What defines a successful person?
Many things can contribute to success, but one thread remains constant across examples of successful people in the real world — the adoption of a growth mindset over a fixed one.
We may not fully realize it, but the mental spaces we inhabit have far-reaching consequences in our lives. To achieve the potential that God has imbued within us, we must become comfortable with changing our mindsets accordingly.
In this article, we’re going to take a look at the psychological research around mindsets. We will also refer to some Bible passages about the topic in order to find out how to become the best versions of ourselves.
Carol Dweck is an American Stanford University professor of psychology whose work in human motivation has shaped the way we think about learning.
She was the first to propose the model of a ‘fixed’ vs ‘growth’ mindset in her book “Mindset: The New Psychology of Success” after noticing the relationship between expectations and outcomes of academic performance in her students.
Her main thesis revolves around the question, “Do our opinions on whether intelligence is static or developmental have an effect on our performance?”
And in her opinion, they definitely do.
She proposed that these deep-seated beliefs about our natural ability to succeed inform our words, actions, and motivations.

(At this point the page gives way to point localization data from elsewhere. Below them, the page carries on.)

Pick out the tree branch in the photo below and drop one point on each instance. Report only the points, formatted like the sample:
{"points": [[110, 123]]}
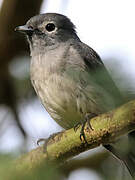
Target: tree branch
{"points": [[106, 128]]}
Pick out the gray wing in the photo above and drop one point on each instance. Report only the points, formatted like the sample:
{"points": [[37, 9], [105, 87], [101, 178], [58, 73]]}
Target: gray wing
{"points": [[96, 68]]}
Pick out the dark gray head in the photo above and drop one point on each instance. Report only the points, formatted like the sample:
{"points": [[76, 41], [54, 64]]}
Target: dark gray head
{"points": [[48, 29]]}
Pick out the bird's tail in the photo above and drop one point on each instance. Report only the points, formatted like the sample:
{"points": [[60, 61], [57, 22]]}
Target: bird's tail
{"points": [[125, 152]]}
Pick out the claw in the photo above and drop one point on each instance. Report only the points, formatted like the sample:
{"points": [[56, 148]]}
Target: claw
{"points": [[41, 140], [88, 116]]}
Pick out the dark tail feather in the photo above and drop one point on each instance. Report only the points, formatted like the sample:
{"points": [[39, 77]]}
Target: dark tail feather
{"points": [[129, 156]]}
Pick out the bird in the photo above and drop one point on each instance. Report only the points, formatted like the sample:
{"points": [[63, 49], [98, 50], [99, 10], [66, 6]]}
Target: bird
{"points": [[70, 78]]}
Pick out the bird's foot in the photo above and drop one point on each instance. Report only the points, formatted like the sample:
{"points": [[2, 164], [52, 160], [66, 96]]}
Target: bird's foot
{"points": [[82, 123], [45, 141]]}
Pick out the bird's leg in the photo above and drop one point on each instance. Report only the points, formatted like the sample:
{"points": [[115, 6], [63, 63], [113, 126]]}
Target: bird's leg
{"points": [[46, 140], [82, 123]]}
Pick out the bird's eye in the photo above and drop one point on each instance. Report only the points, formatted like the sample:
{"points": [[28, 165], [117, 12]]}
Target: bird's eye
{"points": [[30, 27], [50, 27]]}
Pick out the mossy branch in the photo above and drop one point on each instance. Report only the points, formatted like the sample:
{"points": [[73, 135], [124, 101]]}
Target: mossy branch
{"points": [[106, 128]]}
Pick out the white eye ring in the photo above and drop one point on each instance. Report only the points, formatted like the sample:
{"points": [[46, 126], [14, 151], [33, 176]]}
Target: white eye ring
{"points": [[50, 27]]}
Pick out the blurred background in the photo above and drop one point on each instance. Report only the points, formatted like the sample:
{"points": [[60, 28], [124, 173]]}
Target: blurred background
{"points": [[106, 26]]}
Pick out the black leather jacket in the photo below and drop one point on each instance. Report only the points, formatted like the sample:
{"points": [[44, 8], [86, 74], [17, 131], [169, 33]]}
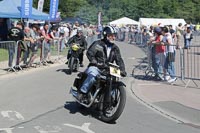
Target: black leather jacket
{"points": [[80, 40], [97, 54]]}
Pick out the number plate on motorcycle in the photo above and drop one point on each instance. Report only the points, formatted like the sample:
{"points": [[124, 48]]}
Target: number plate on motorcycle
{"points": [[115, 71]]}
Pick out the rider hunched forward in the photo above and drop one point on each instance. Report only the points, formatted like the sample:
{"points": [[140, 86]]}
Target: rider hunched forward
{"points": [[100, 53], [99, 86]]}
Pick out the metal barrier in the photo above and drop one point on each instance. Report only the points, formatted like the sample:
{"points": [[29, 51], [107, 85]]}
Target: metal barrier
{"points": [[186, 63], [8, 55]]}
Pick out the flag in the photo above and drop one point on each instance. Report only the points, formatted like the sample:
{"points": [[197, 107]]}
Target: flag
{"points": [[40, 5], [53, 9], [26, 8]]}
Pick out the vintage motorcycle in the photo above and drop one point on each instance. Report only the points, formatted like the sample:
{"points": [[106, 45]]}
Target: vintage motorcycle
{"points": [[107, 96], [73, 63]]}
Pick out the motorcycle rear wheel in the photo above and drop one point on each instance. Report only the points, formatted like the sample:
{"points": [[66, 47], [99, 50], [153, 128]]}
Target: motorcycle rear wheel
{"points": [[118, 100]]}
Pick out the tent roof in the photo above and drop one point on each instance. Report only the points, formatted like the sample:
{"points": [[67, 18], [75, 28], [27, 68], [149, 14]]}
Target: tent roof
{"points": [[165, 21], [8, 9], [124, 21], [73, 20], [11, 9]]}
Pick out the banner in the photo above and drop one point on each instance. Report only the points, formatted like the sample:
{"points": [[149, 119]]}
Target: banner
{"points": [[40, 5], [26, 8], [53, 9]]}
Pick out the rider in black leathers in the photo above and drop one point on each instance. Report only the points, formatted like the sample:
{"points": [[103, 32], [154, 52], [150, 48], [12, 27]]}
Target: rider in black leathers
{"points": [[100, 53], [79, 39]]}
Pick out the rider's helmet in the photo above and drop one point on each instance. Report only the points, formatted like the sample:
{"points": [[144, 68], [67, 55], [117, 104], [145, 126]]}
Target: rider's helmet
{"points": [[75, 47], [79, 30], [109, 30]]}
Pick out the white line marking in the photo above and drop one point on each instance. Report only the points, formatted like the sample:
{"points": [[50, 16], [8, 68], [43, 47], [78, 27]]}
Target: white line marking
{"points": [[48, 129], [84, 127], [8, 130], [7, 114]]}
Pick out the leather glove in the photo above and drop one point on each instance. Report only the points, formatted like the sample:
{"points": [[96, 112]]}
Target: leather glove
{"points": [[123, 73], [102, 66]]}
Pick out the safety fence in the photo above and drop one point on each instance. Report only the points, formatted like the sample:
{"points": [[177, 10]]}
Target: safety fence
{"points": [[14, 56], [186, 64]]}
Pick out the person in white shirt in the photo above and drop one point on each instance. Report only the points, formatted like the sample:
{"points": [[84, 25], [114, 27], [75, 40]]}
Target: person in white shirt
{"points": [[170, 54]]}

If you maintain the unfavorable mindset that everyone is simply born with a fixed set of traits that determine their success, you will come to believe that overcoming challenges is impossible because of internal negative feedback loops.
However, if you adopt the mindset that everyone has a baseline level of natural ability that can be developed, you’ll begin to seek ways in which to enhance your innate abilities for more success.
You’ll understand that deliberate practice offers new skills and hard work leads to meaningful improvement.
Dr. Dweck also put forward that this thesis has a strong basis in neuroscience. When we step out of our comfort zone by attempting to develop new skills, we create new connections in our synapses.
This means that moving away from an ‘I can’t’ default mindset actually alters the structure of our brains.
That’s the science, but how well does it apply to real life?
Let’s look at an example to see a growth vs fixed mindset in practice.
Take exercise. If you’ve never done it before, running for miles and miles might seem both unlikely and uninteresting — but is that mainly because you’ve never considered yourself to be a ‘natural runner’ before?
When you adopt a growth mindset, the idea of a ‘natural runner’ does not exist.
You might start to apply a growth mindset by buying a pair of running shoes. Then, you learn the fundamentals of running posture and pace. You try it for the first time and record a one-mile run. Next time, you aim for two, and so on.
The fixed mindset person never even entertained the idea of running, as they believed that they were fundamentally not cut out for it. By this point, the growth mindset person could already be logging four-mile runs.
As with nearly everything else in life that we encounter, there are words and passages on the notion of growth, and by extension the growth mindset, in the Bible.
The inspiring words offer us a timeless insight into what it means to develop as one of God’s children and the reasons why doing so is an expression of love and gratitude for God.
“But when completeness comes, what is in part disappears. When I was a child, I talked like a child, I thought like a child, I reasoned like a child. When I became a man, I put the ways of childhood behind me” (1 Corinthians 13:10-12).
This is a beautiful representation of the stages and necessity of growth. This scripture reminds us of the fundamental expression of growth, which is to become older. As we do so, we do away with childish thoughts, reasoning, and speech in the process.
Only from this point can we access all the rewarding challenges of adulthood, with all of its new capabilities and responsibilities.
In a way, childishness (as described in Corinthians) is symbolic of the fixed mindset. No child wants to grow old and take on the work that comes with aging.
Similarly, nobody with a fixed mindset is motivated to do things that are challenging. As a result, they cannot access the rewards of self-esteem and validation, as well as the inherent joy of the learning process.
“The righteous will flourish like a palm tree, they will grow like a cedar of Lebanon; planted in the house of the Lord, they will flourish in the courts of our God. They will still bear fruit in old age, they will stay fresh and green” (Psalm 92:12-14).
In this Psalm passage, we can see that growth itself is a virtue. The righteous, meaning those who are faithful servants of Christ, are the recipients of flourishing and fruit-bearing.
God gave us all the gifts of life, expression, and ability. By embracing God’s gifts through accepting new challenges with a growth mindset, we can express our gratitude in the most beautiful way.
Thanks to Dr. Dweck’s research, we can begin to flourish into new mindsets that breed success.
We can also develop a new appreciation for the success of others. And, we can understand that the specific mindset we adopt has cascading effects.
This can determine our ability to achieve what we want to achieve in life — not only for ourselves but also as an expression of the Holy Spirit that exists within us all.